Full Arctander text
#### Pimenta Berry Oil.
Pimenta berry, better known as "**Allspice**", is a popular household spice, and the layman who is familiar with the odor of all-spice would certainly recognize this odor in pimenta berry oil. The leaf oil, however, would not be identified as "allspice" by the average housewife or cook.
This is the same situation as the one we find with clove bud oil versus clove leaf oil or with cinnamon bark oil and cinnamon leaf oil. It is interesting to see that a layman, familiar with a certain product through the frequent use of it, is often better qualified than a perfumer (who may not have been brought up with the true botanical spice in his everyday food or delicacies, etc.) when it comes to discrimination between two closely related essential oils or products.
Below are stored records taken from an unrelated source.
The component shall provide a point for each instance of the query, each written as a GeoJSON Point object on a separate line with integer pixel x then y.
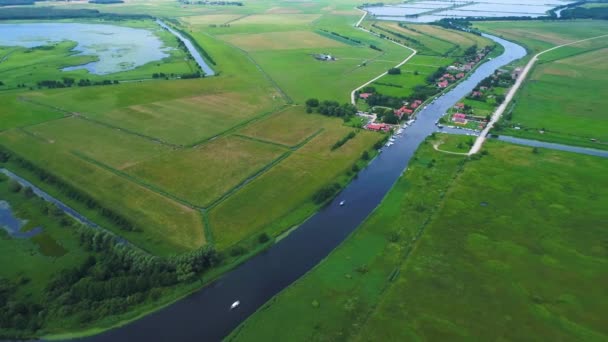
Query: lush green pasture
{"type": "Point", "coordinates": [537, 36]}
{"type": "Point", "coordinates": [188, 121]}
{"type": "Point", "coordinates": [202, 174]}
{"type": "Point", "coordinates": [280, 41]}
{"type": "Point", "coordinates": [486, 267]}
{"type": "Point", "coordinates": [333, 300]}
{"type": "Point", "coordinates": [413, 73]}
{"type": "Point", "coordinates": [109, 146]}
{"type": "Point", "coordinates": [562, 98]}
{"type": "Point", "coordinates": [167, 226]}
{"type": "Point", "coordinates": [513, 269]}
{"type": "Point", "coordinates": [282, 197]}
{"type": "Point", "coordinates": [289, 127]}
{"type": "Point", "coordinates": [17, 113]}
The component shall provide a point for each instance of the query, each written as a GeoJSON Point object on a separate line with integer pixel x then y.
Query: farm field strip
{"type": "Point", "coordinates": [589, 125]}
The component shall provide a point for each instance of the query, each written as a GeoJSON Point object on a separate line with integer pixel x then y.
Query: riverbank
{"type": "Point", "coordinates": [272, 271]}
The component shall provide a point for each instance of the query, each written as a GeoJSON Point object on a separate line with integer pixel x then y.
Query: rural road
{"type": "Point", "coordinates": [414, 52]}
{"type": "Point", "coordinates": [500, 110]}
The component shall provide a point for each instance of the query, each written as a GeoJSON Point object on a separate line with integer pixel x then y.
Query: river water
{"type": "Point", "coordinates": [193, 51]}
{"type": "Point", "coordinates": [206, 315]}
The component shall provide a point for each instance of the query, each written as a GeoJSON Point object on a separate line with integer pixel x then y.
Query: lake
{"type": "Point", "coordinates": [13, 224]}
{"type": "Point", "coordinates": [117, 48]}
{"type": "Point", "coordinates": [429, 11]}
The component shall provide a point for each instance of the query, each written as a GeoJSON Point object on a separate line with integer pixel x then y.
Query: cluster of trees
{"type": "Point", "coordinates": [331, 108]}
{"type": "Point", "coordinates": [69, 190]}
{"type": "Point", "coordinates": [113, 278]}
{"type": "Point", "coordinates": [325, 193]}
{"type": "Point", "coordinates": [343, 141]}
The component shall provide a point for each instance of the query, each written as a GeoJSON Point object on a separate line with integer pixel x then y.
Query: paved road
{"type": "Point", "coordinates": [500, 110]}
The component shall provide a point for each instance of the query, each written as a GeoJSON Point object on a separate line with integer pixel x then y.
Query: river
{"type": "Point", "coordinates": [193, 51]}
{"type": "Point", "coordinates": [206, 315]}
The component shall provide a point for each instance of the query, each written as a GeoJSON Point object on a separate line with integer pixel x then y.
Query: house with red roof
{"type": "Point", "coordinates": [459, 118]}
{"type": "Point", "coordinates": [378, 127]}
{"type": "Point", "coordinates": [403, 111]}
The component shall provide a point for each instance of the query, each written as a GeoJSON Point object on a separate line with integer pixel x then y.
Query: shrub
{"type": "Point", "coordinates": [14, 186]}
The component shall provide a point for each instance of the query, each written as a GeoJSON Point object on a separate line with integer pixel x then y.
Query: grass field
{"type": "Point", "coordinates": [202, 174]}
{"type": "Point", "coordinates": [283, 194]}
{"type": "Point", "coordinates": [560, 101]}
{"type": "Point", "coordinates": [168, 226]}
{"type": "Point", "coordinates": [537, 36]}
{"type": "Point", "coordinates": [289, 127]}
{"type": "Point", "coordinates": [515, 269]}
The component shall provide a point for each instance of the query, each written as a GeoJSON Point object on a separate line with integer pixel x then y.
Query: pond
{"type": "Point", "coordinates": [13, 224]}
{"type": "Point", "coordinates": [425, 11]}
{"type": "Point", "coordinates": [117, 48]}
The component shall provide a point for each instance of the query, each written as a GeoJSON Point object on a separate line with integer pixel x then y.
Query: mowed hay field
{"type": "Point", "coordinates": [514, 255]}
{"type": "Point", "coordinates": [541, 35]}
{"type": "Point", "coordinates": [289, 127]}
{"type": "Point", "coordinates": [166, 226]}
{"type": "Point", "coordinates": [187, 121]}
{"type": "Point", "coordinates": [280, 40]}
{"type": "Point", "coordinates": [563, 98]}
{"type": "Point", "coordinates": [282, 196]}
{"type": "Point", "coordinates": [202, 174]}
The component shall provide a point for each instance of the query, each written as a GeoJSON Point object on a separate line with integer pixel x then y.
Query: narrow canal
{"type": "Point", "coordinates": [206, 315]}
{"type": "Point", "coordinates": [191, 48]}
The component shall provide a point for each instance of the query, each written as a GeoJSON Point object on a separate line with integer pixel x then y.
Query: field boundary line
{"type": "Point", "coordinates": [236, 19]}
{"type": "Point", "coordinates": [234, 128]}
{"type": "Point", "coordinates": [207, 231]}
{"type": "Point", "coordinates": [25, 99]}
{"type": "Point", "coordinates": [414, 52]}
{"type": "Point", "coordinates": [135, 180]}
{"type": "Point", "coordinates": [511, 94]}
{"type": "Point", "coordinates": [128, 131]}
{"type": "Point", "coordinates": [263, 170]}
{"type": "Point", "coordinates": [286, 97]}
{"type": "Point", "coordinates": [412, 246]}
{"type": "Point", "coordinates": [262, 141]}
{"type": "Point", "coordinates": [248, 180]}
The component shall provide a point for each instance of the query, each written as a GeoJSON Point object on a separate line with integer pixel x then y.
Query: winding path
{"type": "Point", "coordinates": [500, 110]}
{"type": "Point", "coordinates": [414, 52]}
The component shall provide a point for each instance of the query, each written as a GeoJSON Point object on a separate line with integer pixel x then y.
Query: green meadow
{"type": "Point", "coordinates": [424, 267]}
{"type": "Point", "coordinates": [561, 100]}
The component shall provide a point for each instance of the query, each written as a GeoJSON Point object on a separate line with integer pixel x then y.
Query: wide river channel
{"type": "Point", "coordinates": [206, 315]}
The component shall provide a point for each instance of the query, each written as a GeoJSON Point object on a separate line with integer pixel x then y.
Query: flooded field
{"type": "Point", "coordinates": [117, 48]}
{"type": "Point", "coordinates": [428, 11]}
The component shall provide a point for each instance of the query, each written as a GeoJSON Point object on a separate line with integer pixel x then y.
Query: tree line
{"type": "Point", "coordinates": [69, 190]}
{"type": "Point", "coordinates": [113, 278]}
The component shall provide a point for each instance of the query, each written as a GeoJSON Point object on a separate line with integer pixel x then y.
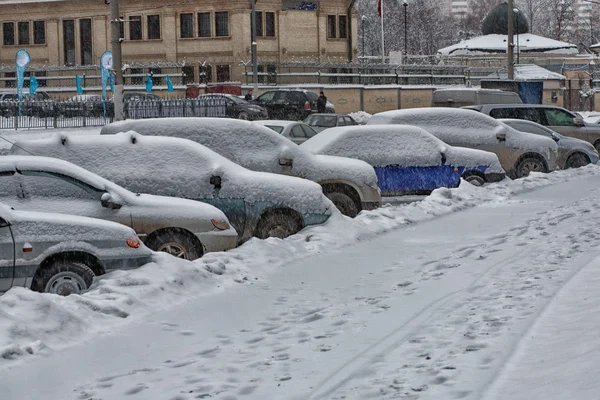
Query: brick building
{"type": "Point", "coordinates": [206, 40]}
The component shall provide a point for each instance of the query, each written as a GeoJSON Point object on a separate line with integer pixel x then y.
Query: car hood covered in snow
{"type": "Point", "coordinates": [252, 146]}
{"type": "Point", "coordinates": [176, 167]}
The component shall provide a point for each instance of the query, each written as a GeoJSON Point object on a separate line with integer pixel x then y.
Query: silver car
{"type": "Point", "coordinates": [297, 132]}
{"type": "Point", "coordinates": [572, 153]}
{"type": "Point", "coordinates": [61, 254]}
{"type": "Point", "coordinates": [185, 229]}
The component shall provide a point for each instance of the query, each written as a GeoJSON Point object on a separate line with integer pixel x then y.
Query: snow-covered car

**Pimenta Berry Oil **is steam distilled from dried, crushed, fully grown, but unripe fruits of the West Indian tree, **Pimenta Officinalis**. Certain manufacturers insist on water distillation, and there is reason to believe that this type of distillation yields a superior quality of oil. The tree is a native of the West Indies, and grows wild abundantly on many of the islands, particularly Jamaica. In Guatemala, Venezuela, Honduras and Trinidad, various related species of the tree also grow, and they yield slightly different essential oils. Oils from Jamaican fruits are generally preferred by the flavor houses and most perfume houses.
Distillation takes place on a wide scale in Europe and the U. S. A. from imported berries and in modern stills. There are a few European houses who specialize in this oil and other spice oils, all of which call for a good deal of experience and skill in the field of distillation technique.
**Pimenta**** ****Berry**** ****Oil**** **is a pale yellow liquid with a warm-spicy, sweet odor, presenting a peculiar, but fresh and clean topnote and a long-lasting, sweet, balsamic-spicy bodynote with a tea-like undertone. There is a certain resemblance to clove bud oil in the slightly sour-fresh, fruity topnote. Any dryness in the odor, any lack of sweet freshness and dullness of the dryout, should arouse the suspicion of the evaluator.
The flavor of pimenta berry oil is equally warm, sweet, not burning, slightly peppery, but not dry. The odor of the air over the liquid flavored with pimenta berry oil is initially light and fresh. This is typical of the berry oil. For this reason, the oil is used extensively in fruit flavors of the "heavier" type, e.g. plum, blackcurrant, pineapple, cherry, etc. The main use, however, is in food products such as meat sauces, spice blends for pickles, sausages, etc. The suggested use level would be about 0.50 to 1.50 mg% with wide variations from these figures according to the type of product in which the oil is incorporated (acids, vinegar, sweet sauces, canned food with little juice, etc.). The Minimum Perceptible is about 0.25 to 0.50 mg% for a good grade pimenta berry oil. It appears from these figures that the oil is not a very powerful flavor material. Besides, these figures were established as a threshold for the concentration at which pimenta berry oil could still be distinguished from clove bud oil. Upon further dilution, it was no longer possible to distinguish accurately between the two oils.
In perfumery, the role of pimenta berry oil is limited to that of a modifier in the modern "spicy" types of "men's fragrance", fougère, after-shave, etc. and occasionally as a "special note" of warm and sweet-spicy character, e.g. in chypre, Oriental bases, etc. It blends excellently with ginger oil, geranium, geraniol, nerol, neryl acetate, lavender, amyl salicylate, opopanax, labdanum products, isoeugenol, ylang-ylang, methyl cinnamic aIdehyde, methyl ionones, patchouli, orris products, etc.
**Pimenta Berry Oil **is unfortunately very often adulterated with pimenta leaf oil (see monograph), or clove leaf oil, clove stem oil, fractions from the isolation of eugenol, from redistilled eugenol, etc. Eugenol is the main constituent of pimenta berry oil. Among the more
typical components are methyl eugenol, cineole and phellandrene, all of which are available as partially synthetic or isolated, low-cost materials. Caryophyllene is present in pimenta berry oil, but may not be a constituent of the fruit itself (see **Oleoresin **of **Pimenta Berry**, next monograph). Water-distilled pimenta berry oils contain less caryophyllene than do the steam distilled oils.
**Pimenta Berry Oil **is produced in quite sizeable amounts, and it is estimated that the total world production exceeds 100 metric tons per year. Exact figures are hard to establish since significant quantities of Leaf oil come on the market and are sold by the same houses which sell the fruit (berry) oil.